What to Consider If You Need to Find a Rental Property and Have a Dog
All the landlord wants is a quiet life, and if your neighbors in his apartment complex take offense, or your animal does any damage, your landlord's life will not be a happy one.
It is for this reason that landlords will often choose to take another tenant without a dog instead of taking one with a pet.
Finding an Acceptable Rental Property You will probably find it very difficult to find accommodation if you need to bring along one or more dogs.
It is best to be honest at the outset and tell the landlord that you have a dog.
This is far better than finding out further along the line, perhaps even after you've got as far as a credit check, that dogs are not accepted.
Even if they are, there could be limitations as to size and breed.
If your dog is of a large size, or a breed that is commonly banned, this consideration becomes even more important.
The earlier in the negotiations that you find out what restrictions there are, the less time you will waste in finding a suitable property.
Another important consideration, apart from whether or not dogs are allowed, is what the surrounding area is like.
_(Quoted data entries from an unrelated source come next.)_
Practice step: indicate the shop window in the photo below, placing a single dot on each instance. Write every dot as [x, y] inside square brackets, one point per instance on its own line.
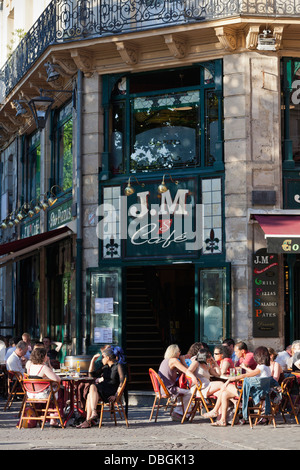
[212, 215]
[212, 305]
[63, 161]
[110, 229]
[166, 120]
[105, 307]
[33, 168]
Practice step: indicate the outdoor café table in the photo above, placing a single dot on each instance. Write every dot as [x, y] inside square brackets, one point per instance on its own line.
[71, 384]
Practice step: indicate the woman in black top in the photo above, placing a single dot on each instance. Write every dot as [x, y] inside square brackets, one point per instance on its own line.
[106, 387]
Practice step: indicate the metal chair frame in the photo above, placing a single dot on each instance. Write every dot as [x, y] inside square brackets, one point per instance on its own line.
[15, 389]
[36, 386]
[112, 406]
[161, 392]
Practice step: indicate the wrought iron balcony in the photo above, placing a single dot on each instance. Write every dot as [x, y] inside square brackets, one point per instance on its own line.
[74, 20]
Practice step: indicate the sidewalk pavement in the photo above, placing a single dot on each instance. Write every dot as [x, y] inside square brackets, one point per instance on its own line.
[150, 437]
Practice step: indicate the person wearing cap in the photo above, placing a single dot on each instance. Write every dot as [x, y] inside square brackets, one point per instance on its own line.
[169, 371]
[203, 371]
[296, 362]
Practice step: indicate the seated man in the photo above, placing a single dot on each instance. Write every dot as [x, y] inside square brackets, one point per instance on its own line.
[52, 352]
[15, 362]
[245, 357]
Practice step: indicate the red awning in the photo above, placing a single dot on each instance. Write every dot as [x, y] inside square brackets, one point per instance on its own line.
[26, 245]
[279, 225]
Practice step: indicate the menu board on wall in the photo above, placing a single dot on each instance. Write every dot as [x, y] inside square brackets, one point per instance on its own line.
[265, 294]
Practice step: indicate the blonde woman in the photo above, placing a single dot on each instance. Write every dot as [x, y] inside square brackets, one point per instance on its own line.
[169, 370]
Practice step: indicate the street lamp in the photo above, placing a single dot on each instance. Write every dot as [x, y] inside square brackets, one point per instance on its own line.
[40, 106]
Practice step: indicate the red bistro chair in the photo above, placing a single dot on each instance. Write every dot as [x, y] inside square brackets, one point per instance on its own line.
[15, 388]
[44, 407]
[161, 392]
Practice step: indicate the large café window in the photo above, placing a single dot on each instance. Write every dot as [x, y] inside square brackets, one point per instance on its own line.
[166, 120]
[33, 167]
[290, 107]
[63, 160]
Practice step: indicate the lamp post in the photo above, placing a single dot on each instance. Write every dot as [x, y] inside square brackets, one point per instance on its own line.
[40, 106]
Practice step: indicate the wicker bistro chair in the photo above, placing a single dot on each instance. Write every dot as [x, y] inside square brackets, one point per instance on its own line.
[15, 389]
[114, 406]
[288, 405]
[44, 408]
[198, 402]
[161, 393]
[255, 411]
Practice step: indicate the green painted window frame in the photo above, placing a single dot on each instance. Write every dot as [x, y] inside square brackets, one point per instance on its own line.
[124, 100]
[60, 119]
[32, 168]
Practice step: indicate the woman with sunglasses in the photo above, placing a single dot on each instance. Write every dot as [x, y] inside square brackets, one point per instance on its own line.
[223, 360]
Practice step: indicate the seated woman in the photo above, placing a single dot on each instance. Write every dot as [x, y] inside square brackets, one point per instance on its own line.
[187, 358]
[106, 387]
[276, 369]
[169, 370]
[223, 359]
[229, 390]
[203, 370]
[37, 368]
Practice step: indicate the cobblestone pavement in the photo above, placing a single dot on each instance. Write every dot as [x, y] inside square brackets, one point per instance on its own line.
[165, 435]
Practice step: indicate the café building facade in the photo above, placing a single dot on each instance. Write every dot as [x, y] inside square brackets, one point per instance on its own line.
[171, 150]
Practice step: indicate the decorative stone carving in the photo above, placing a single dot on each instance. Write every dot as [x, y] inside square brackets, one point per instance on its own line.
[252, 37]
[176, 45]
[67, 64]
[278, 34]
[128, 52]
[84, 61]
[227, 37]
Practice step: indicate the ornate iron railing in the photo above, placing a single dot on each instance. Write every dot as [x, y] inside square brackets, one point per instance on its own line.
[73, 20]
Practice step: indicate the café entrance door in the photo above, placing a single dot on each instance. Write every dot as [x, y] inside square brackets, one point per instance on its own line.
[160, 310]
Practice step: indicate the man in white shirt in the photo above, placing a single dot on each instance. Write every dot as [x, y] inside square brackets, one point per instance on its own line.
[14, 362]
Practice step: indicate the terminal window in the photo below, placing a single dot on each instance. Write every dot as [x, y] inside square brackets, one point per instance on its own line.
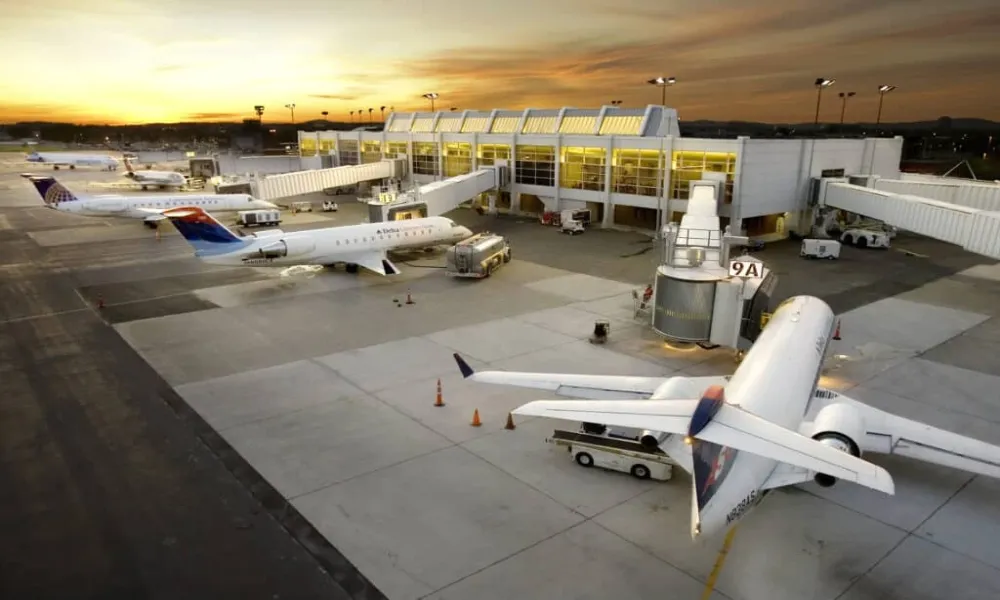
[490, 153]
[637, 172]
[535, 165]
[371, 151]
[348, 152]
[425, 158]
[457, 159]
[691, 165]
[583, 168]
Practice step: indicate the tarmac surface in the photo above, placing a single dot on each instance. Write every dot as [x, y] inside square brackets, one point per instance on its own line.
[133, 435]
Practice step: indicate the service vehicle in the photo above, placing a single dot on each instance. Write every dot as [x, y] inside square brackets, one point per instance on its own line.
[813, 248]
[479, 256]
[866, 238]
[248, 218]
[597, 446]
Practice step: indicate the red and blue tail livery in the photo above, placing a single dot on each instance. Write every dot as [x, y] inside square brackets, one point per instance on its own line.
[203, 231]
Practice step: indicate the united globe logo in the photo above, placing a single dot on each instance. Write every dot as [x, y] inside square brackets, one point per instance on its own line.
[57, 193]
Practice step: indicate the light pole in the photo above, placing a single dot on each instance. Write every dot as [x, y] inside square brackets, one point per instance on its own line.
[843, 104]
[821, 84]
[662, 82]
[882, 91]
[432, 96]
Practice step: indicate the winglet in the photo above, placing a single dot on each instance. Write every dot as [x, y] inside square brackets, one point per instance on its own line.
[463, 366]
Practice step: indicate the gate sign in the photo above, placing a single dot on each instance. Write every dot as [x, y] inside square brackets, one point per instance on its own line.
[746, 268]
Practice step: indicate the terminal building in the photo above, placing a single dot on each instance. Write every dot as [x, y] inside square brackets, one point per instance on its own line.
[630, 167]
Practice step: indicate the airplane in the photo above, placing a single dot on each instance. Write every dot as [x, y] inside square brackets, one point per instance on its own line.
[57, 159]
[767, 426]
[149, 208]
[163, 179]
[363, 245]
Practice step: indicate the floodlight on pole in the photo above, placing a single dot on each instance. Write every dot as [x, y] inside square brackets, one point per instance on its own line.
[432, 96]
[662, 82]
[821, 84]
[882, 91]
[843, 103]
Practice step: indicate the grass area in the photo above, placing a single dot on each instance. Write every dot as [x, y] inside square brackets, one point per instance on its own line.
[28, 149]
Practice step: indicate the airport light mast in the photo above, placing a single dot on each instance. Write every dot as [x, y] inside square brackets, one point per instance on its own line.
[662, 83]
[843, 103]
[821, 84]
[432, 96]
[882, 91]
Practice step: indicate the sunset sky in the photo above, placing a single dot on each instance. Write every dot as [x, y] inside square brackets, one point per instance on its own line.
[125, 61]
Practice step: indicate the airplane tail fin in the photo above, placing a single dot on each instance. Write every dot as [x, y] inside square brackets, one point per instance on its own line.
[206, 234]
[52, 192]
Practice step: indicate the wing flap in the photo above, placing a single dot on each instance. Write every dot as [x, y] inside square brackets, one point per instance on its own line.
[731, 427]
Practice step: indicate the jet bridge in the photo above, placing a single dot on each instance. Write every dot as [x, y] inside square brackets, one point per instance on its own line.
[969, 218]
[438, 197]
[283, 185]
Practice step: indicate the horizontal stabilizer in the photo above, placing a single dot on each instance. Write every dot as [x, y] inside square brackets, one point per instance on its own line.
[730, 427]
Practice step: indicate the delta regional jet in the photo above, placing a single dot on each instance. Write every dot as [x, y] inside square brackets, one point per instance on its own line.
[66, 159]
[146, 178]
[365, 245]
[149, 208]
[765, 427]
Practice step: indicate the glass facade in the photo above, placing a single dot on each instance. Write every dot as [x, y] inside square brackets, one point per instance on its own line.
[394, 149]
[371, 151]
[583, 168]
[536, 165]
[690, 165]
[426, 158]
[457, 158]
[490, 153]
[636, 172]
[347, 152]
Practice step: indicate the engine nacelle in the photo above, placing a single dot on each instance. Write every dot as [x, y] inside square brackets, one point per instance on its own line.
[285, 248]
[677, 388]
[838, 426]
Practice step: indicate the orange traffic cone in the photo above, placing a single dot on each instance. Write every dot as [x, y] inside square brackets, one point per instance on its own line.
[439, 401]
[510, 422]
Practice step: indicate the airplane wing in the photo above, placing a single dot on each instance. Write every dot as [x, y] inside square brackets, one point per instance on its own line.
[890, 434]
[731, 427]
[595, 387]
[376, 262]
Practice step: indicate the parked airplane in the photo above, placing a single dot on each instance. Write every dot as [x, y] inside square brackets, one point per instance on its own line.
[363, 245]
[66, 159]
[767, 426]
[149, 208]
[163, 179]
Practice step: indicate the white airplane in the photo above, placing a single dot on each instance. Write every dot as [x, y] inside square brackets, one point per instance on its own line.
[163, 179]
[149, 208]
[767, 426]
[66, 159]
[363, 245]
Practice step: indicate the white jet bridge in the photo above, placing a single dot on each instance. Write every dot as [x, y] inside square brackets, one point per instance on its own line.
[284, 185]
[439, 197]
[963, 213]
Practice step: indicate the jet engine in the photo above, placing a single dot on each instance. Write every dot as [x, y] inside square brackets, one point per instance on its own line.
[839, 426]
[676, 388]
[285, 248]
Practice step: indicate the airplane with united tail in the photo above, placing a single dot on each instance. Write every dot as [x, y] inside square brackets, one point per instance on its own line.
[767, 426]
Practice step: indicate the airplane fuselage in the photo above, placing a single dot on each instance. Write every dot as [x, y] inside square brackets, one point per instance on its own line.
[339, 244]
[776, 381]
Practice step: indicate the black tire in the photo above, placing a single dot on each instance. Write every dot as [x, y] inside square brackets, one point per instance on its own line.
[640, 472]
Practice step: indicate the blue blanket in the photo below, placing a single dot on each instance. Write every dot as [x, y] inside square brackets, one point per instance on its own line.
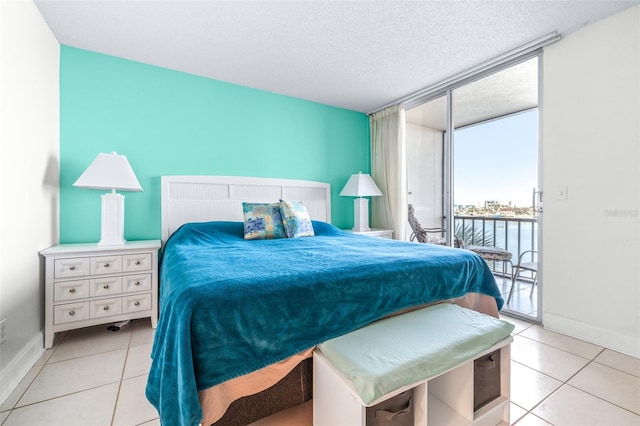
[230, 306]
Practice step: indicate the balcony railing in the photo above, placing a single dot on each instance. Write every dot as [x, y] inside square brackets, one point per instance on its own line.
[515, 235]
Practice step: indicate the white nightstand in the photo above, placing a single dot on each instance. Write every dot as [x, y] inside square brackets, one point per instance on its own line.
[374, 232]
[88, 285]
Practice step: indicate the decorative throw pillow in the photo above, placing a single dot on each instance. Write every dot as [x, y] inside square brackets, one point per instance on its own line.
[262, 221]
[296, 219]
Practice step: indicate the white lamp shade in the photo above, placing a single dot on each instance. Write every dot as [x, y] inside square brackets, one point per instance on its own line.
[360, 185]
[109, 171]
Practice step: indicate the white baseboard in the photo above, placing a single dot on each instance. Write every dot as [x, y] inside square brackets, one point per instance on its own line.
[18, 368]
[610, 339]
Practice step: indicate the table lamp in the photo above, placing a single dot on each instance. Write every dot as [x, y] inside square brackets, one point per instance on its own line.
[360, 185]
[110, 171]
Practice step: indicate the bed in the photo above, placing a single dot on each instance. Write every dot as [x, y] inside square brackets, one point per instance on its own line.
[241, 317]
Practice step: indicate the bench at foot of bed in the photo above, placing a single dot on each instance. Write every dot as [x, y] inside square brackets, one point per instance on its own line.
[439, 365]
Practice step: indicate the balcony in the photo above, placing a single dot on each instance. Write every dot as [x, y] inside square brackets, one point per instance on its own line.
[515, 235]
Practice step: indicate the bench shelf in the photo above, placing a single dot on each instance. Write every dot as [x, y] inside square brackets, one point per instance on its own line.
[445, 399]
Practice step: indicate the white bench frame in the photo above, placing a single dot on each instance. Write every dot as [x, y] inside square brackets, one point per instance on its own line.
[445, 399]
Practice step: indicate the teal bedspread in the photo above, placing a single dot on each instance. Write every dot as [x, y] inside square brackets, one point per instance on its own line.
[230, 306]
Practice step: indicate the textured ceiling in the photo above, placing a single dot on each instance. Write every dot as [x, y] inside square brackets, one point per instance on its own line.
[357, 55]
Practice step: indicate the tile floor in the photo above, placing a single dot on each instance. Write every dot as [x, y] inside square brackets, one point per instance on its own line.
[96, 377]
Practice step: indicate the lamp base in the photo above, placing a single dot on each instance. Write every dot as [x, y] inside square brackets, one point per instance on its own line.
[361, 214]
[112, 226]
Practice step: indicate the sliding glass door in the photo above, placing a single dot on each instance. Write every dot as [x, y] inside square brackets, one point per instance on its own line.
[472, 162]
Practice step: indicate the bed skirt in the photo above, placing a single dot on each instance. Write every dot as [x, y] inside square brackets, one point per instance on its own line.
[283, 385]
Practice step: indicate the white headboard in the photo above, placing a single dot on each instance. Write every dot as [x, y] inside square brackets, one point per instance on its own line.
[207, 198]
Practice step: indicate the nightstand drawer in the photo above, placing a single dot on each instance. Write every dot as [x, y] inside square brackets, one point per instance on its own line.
[69, 268]
[87, 284]
[106, 265]
[138, 302]
[70, 290]
[106, 286]
[136, 283]
[137, 262]
[105, 307]
[70, 312]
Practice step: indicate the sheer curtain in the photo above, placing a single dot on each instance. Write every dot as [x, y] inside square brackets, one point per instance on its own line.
[388, 170]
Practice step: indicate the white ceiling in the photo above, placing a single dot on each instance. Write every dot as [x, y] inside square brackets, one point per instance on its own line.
[357, 55]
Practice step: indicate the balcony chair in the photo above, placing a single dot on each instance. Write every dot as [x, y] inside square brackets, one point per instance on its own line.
[522, 266]
[422, 234]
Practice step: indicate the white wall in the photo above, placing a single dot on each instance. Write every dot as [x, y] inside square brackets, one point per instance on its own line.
[424, 175]
[29, 136]
[591, 139]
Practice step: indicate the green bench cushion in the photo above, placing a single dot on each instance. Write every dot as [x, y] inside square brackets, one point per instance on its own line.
[406, 349]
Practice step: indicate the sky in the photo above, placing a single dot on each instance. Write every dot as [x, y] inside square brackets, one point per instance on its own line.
[497, 160]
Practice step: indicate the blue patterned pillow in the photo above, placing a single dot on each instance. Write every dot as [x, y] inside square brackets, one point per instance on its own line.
[296, 219]
[262, 221]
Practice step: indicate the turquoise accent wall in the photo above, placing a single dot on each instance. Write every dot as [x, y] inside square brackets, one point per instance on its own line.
[168, 122]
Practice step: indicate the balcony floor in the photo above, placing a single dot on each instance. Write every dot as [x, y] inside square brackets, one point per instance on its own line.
[522, 302]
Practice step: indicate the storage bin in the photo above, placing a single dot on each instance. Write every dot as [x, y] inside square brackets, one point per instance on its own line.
[395, 411]
[486, 379]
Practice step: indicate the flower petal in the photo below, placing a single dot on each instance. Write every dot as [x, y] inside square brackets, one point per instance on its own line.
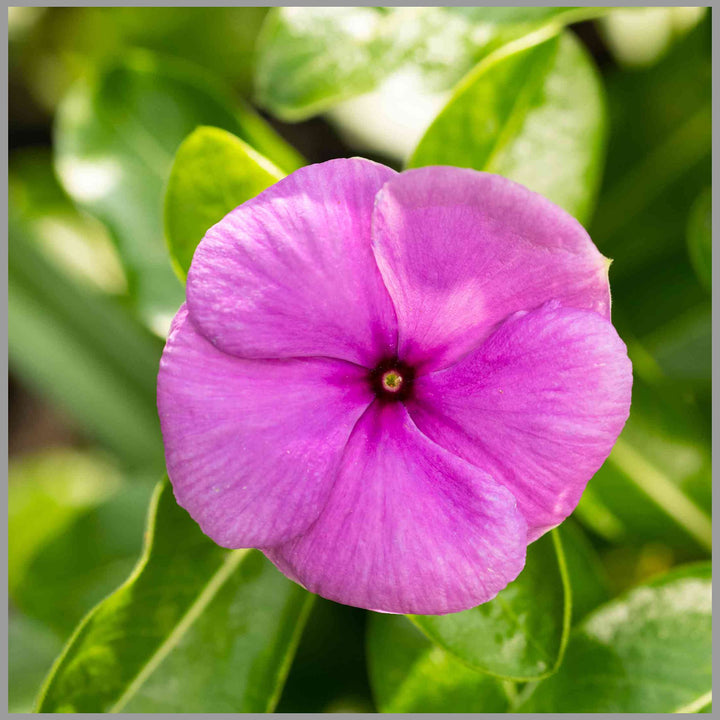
[408, 528]
[460, 250]
[252, 446]
[292, 273]
[538, 406]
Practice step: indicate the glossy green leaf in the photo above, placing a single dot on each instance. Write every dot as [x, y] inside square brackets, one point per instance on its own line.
[213, 173]
[84, 351]
[78, 244]
[75, 569]
[648, 651]
[195, 628]
[658, 163]
[310, 59]
[116, 136]
[655, 486]
[533, 112]
[46, 492]
[411, 675]
[521, 634]
[588, 581]
[32, 647]
[699, 235]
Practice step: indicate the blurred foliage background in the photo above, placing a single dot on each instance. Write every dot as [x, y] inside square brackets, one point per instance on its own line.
[92, 290]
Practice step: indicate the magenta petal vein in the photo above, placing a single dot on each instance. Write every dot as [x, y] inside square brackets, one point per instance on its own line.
[392, 382]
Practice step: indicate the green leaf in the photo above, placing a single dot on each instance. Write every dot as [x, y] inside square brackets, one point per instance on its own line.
[411, 675]
[521, 634]
[85, 352]
[656, 483]
[195, 628]
[699, 234]
[590, 587]
[658, 163]
[116, 137]
[649, 651]
[46, 493]
[310, 59]
[78, 244]
[212, 174]
[329, 671]
[32, 648]
[533, 112]
[75, 569]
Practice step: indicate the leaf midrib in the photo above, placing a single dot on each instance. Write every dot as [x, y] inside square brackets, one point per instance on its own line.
[204, 598]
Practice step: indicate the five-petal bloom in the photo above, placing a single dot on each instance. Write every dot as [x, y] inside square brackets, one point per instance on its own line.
[391, 383]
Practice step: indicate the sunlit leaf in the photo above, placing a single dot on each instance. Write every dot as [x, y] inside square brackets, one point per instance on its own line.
[116, 137]
[648, 651]
[213, 173]
[309, 59]
[195, 628]
[521, 634]
[533, 113]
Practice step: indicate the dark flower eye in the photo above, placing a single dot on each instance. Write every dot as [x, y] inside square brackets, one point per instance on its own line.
[392, 383]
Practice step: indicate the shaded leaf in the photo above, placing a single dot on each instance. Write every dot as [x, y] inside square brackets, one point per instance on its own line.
[648, 651]
[32, 647]
[195, 628]
[212, 174]
[521, 634]
[409, 674]
[533, 113]
[699, 236]
[658, 163]
[587, 578]
[85, 352]
[116, 137]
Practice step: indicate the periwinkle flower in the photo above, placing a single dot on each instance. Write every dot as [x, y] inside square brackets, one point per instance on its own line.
[392, 383]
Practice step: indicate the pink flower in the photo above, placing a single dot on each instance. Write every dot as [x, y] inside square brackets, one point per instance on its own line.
[391, 383]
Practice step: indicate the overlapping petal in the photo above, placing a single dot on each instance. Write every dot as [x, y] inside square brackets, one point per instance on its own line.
[408, 527]
[252, 447]
[460, 250]
[291, 272]
[538, 407]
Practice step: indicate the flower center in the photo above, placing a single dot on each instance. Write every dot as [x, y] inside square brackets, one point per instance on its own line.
[392, 380]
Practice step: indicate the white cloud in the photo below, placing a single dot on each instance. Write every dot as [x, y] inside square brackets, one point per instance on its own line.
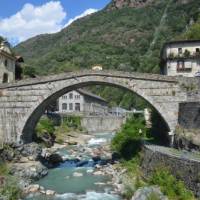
[32, 20]
[85, 13]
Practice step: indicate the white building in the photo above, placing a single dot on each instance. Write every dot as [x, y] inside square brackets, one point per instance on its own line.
[81, 101]
[7, 63]
[181, 58]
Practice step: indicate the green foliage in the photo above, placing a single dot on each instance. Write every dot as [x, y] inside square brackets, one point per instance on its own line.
[3, 168]
[153, 196]
[127, 142]
[10, 189]
[44, 126]
[29, 71]
[1, 39]
[72, 122]
[193, 32]
[127, 39]
[169, 185]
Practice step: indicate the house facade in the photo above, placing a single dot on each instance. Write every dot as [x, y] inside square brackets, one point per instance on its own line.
[7, 63]
[181, 58]
[81, 101]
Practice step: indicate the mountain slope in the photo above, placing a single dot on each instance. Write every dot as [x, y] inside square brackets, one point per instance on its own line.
[125, 38]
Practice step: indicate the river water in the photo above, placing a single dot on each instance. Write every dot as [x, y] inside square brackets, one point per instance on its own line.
[75, 179]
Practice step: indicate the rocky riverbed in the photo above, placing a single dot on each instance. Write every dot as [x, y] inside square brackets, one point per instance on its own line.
[82, 168]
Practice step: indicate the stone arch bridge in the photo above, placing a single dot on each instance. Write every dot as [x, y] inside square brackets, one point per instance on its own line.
[22, 103]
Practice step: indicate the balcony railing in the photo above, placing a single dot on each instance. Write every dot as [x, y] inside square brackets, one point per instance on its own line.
[185, 55]
[183, 69]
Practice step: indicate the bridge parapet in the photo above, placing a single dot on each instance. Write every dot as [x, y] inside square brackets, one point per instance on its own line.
[22, 103]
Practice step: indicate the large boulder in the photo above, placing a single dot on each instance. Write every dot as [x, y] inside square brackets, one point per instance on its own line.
[152, 192]
[31, 171]
[55, 159]
[31, 149]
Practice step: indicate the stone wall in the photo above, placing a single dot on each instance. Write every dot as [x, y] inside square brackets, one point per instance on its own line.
[102, 123]
[22, 103]
[189, 115]
[187, 170]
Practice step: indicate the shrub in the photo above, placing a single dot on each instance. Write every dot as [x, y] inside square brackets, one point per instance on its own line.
[169, 185]
[127, 142]
[44, 126]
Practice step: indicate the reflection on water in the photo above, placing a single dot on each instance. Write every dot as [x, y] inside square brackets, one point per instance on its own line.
[85, 186]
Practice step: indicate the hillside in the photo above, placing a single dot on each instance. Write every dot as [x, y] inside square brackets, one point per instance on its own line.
[126, 35]
[125, 38]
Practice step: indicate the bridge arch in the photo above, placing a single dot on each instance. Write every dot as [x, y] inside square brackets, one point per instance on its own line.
[60, 88]
[22, 103]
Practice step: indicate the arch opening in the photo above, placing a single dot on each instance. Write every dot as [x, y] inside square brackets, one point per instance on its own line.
[5, 78]
[28, 129]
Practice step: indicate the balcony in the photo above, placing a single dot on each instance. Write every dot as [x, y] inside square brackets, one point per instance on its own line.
[185, 55]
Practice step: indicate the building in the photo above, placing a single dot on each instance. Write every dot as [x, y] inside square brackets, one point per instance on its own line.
[10, 66]
[81, 101]
[7, 63]
[181, 58]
For the animal's well being, it is important to avoid areas with no nearby areas to walk the dog.
You will soon get bored with having to drive to the local park for his daily exercise.
Obviously the ideal is for a large, grassy area close by for your dog to be let off his leash for a run at least once a day.
Contracts You must read your contract carefully before signing anything.
This is important for anybody, but particularly for those with dogs, since the landlord may make special restrictions in the case of dog owners.
Such things as requiring an additional security deposit from the tenant, demanding additional cleaning on vacating the property and additional responsibility for the owner if the dog engages in nuisance barking are all possible restrictions.
Barking can be a serious problem, especially in apartment buildings or in houses where a common interior wall is shared by neighbors.
It can even be grounds for eviction.
For all of these reasons, it is vital to read and understand your rental contract fully.
Maintaining the Property It is only a matter of courtesy that you take good care of your rental property whilst you are in occupation.
You must clean regularly and thoroughly to minimise build up of dog hair and if your dog has any accidents, you must react quickly to clean up any mess before it stains.
Remember, these are probably not your carpets and furnishings so must be treated with respect.
A good quality vacuum cleaner will take the back-ache out of caring for carpets with a dog in the property.
It is true to say that if you neglect daily cleaning routines doggy smells will slowly but surely take over.
Consideration for Others Tenants who own dogs must pick up after them whilst outside exercising them and keep their dogs on a leash in public areas.
This is the law in many cities and can be punished by a fine.
However, even if there are no laws in effect, it is only showing courtesy to others to clean up after your dog and a considerate owner should not have to be told to do this.
Keeping your dog on a leash helps you to keep control of him and ensures the safety of the dog as well as other people as it prevents him from running out into traffic.
Who knows, if all goes well you may even encourage your landlord to take more people with dogs in the future.